El periodo de vigilancia comenzó este 15 de mayo en la cuenca del Pacífico y se extenderá al océano Atlántico a partir del próximo 1 de junio. Para este año, el Servicio Meteorológico Nacional (SMN) estima el desarrollo de entre 29 y 36 sistemas tropicales en ambos litorales. El panorama más complejo se proyecta para el Pacífico, donde se anticipa la formación de 18 a 25 ciclones, con la probabilidad de que al menos cuatro o cinco de ellos evolucionen a huracanes de categoría mayor (3, 4 o 5 en la escala Saffir-Simpson). Por el contrario, en el Atlántico se prevé una actividad cercana o ligeramente por debajo de la media habitual.
Especialistas de la Universidad Nacional Autónoma de México (UNAM) explicaron que el fenómeno de El Niño eleva de forma significativa la temperatura superficial del mar, incrementando la energía y el combustible necesario para que las tormentas adquieran mayor potencial destructivo.

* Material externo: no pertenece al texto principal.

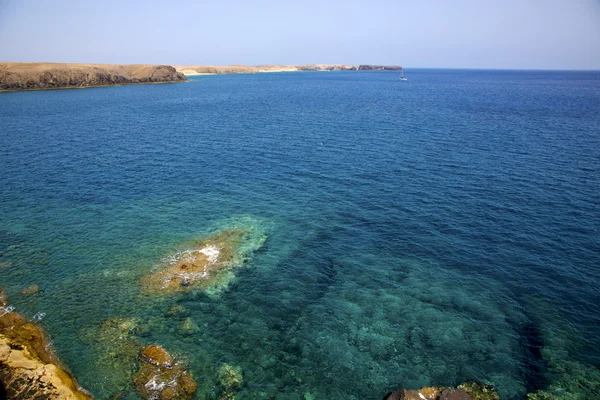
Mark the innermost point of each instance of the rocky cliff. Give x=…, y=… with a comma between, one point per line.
x=236, y=69
x=28, y=76
x=379, y=68
x=28, y=367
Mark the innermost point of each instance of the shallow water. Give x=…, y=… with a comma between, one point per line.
x=422, y=232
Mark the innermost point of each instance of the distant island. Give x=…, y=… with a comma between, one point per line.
x=16, y=76
x=244, y=69
x=37, y=76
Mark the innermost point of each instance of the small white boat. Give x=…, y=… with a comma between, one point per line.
x=402, y=78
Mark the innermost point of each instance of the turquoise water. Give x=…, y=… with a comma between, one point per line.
x=418, y=233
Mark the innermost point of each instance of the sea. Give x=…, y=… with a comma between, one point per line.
x=418, y=233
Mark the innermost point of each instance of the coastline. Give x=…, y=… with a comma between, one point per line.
x=15, y=76
x=26, y=76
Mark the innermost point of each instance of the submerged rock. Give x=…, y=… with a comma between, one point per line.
x=28, y=367
x=33, y=289
x=188, y=327
x=161, y=378
x=231, y=379
x=114, y=347
x=470, y=390
x=480, y=391
x=206, y=266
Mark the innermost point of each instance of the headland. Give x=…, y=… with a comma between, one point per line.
x=17, y=76
x=241, y=69
x=36, y=76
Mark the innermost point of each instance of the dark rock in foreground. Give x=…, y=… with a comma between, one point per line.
x=161, y=378
x=32, y=76
x=28, y=368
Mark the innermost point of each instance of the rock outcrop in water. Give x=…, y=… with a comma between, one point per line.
x=238, y=69
x=28, y=368
x=207, y=266
x=33, y=76
x=467, y=391
x=160, y=377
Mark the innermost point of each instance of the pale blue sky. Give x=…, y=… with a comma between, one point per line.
x=546, y=34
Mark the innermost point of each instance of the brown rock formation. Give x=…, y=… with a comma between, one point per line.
x=235, y=69
x=28, y=76
x=160, y=378
x=28, y=368
x=379, y=68
x=207, y=265
x=33, y=289
x=470, y=390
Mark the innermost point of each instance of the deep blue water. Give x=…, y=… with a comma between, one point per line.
x=419, y=233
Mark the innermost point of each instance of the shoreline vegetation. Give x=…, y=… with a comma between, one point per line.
x=21, y=76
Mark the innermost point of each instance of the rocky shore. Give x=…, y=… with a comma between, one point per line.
x=36, y=76
x=237, y=69
x=28, y=367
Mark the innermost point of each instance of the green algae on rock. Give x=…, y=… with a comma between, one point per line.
x=115, y=348
x=231, y=379
x=208, y=265
x=470, y=390
x=161, y=378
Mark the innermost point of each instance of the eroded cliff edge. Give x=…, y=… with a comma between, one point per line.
x=32, y=76
x=28, y=367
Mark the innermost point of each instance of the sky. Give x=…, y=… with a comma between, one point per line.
x=512, y=34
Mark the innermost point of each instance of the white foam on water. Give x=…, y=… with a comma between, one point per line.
x=39, y=316
x=211, y=252
x=6, y=310
x=155, y=385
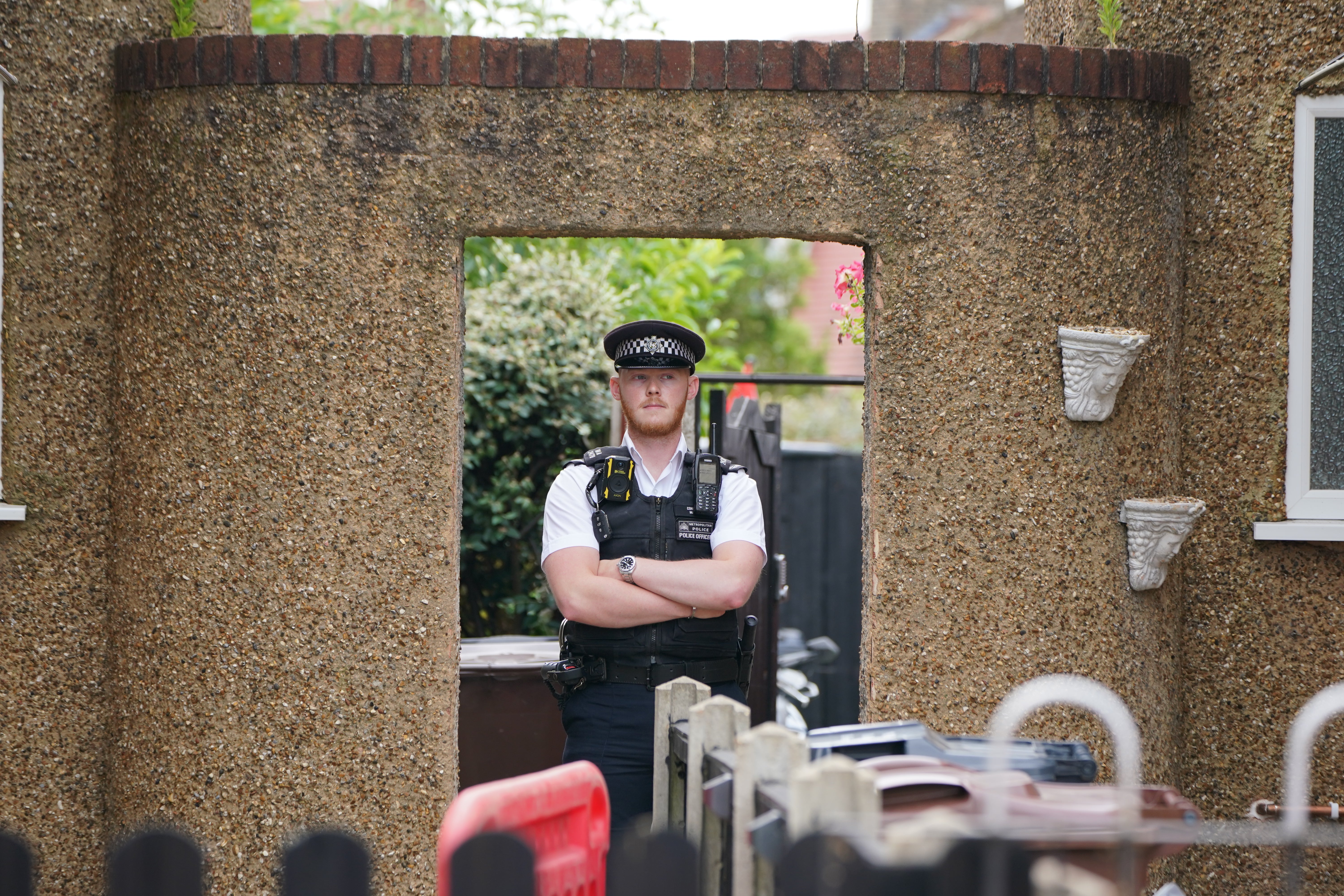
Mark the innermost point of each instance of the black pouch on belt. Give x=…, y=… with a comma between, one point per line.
x=748, y=652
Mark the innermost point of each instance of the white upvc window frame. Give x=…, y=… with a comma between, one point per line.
x=1314, y=515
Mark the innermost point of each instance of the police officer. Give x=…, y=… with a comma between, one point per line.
x=648, y=581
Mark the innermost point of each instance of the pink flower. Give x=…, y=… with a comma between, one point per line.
x=849, y=277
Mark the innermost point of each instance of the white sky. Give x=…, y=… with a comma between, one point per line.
x=757, y=19
x=744, y=19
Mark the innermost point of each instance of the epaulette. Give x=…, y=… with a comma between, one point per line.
x=597, y=457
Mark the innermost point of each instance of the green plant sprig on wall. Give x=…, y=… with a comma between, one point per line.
x=183, y=18
x=1112, y=21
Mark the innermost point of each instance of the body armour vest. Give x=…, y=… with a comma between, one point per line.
x=663, y=530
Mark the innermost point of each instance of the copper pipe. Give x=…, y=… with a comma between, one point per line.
x=1263, y=809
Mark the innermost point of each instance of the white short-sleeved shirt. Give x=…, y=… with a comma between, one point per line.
x=569, y=516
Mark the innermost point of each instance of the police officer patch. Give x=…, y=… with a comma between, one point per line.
x=694, y=530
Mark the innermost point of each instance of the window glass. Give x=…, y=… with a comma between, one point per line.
x=1329, y=308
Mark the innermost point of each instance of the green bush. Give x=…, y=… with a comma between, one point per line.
x=536, y=394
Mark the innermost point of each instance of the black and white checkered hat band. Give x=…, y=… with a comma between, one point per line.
x=655, y=346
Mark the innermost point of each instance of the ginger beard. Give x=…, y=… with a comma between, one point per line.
x=654, y=401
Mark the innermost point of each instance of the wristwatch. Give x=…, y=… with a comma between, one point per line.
x=626, y=566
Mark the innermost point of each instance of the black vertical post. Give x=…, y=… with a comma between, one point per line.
x=15, y=867
x=696, y=424
x=493, y=864
x=717, y=420
x=327, y=863
x=157, y=863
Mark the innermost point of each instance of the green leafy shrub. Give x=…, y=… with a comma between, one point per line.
x=536, y=393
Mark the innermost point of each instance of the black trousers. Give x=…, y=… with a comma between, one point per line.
x=612, y=727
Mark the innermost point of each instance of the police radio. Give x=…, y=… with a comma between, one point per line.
x=708, y=475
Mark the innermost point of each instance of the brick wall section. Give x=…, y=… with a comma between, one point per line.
x=646, y=65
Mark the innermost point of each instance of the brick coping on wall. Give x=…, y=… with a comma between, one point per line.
x=654, y=65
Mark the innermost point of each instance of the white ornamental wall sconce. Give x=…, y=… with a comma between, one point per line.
x=1157, y=530
x=13, y=512
x=1096, y=362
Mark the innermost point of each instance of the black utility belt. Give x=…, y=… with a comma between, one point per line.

Ante esto, el coordinador general del SMN, Fabián Vázquez Romaña, advirtió que una menor proyección en el Atlántico no disminuye el peligro para la población, debido a que un solo impacto en territorio nacional es suficiente para generar afectaciones severas e inundaciones catastróficas.
Las autoridades de Protección Civil informaron que, además de las lluvias torrenciales, inundaciones y deslaves asociados a los ciclones, se esperan temperaturas por encima del promedio y ondas de calor severas, afectando principalmente a las regiones del noreste del país. Los organismos de monitoreo meteorológico enfatizaron que la fase más crítica y de mayor vulnerabilidad para el territorio mexicano se concentrará entre los meses de agosto y octubre, por lo que instaron a la población a seguir los protocolos de prevención y mantenerse alerta a los avisos oficiales.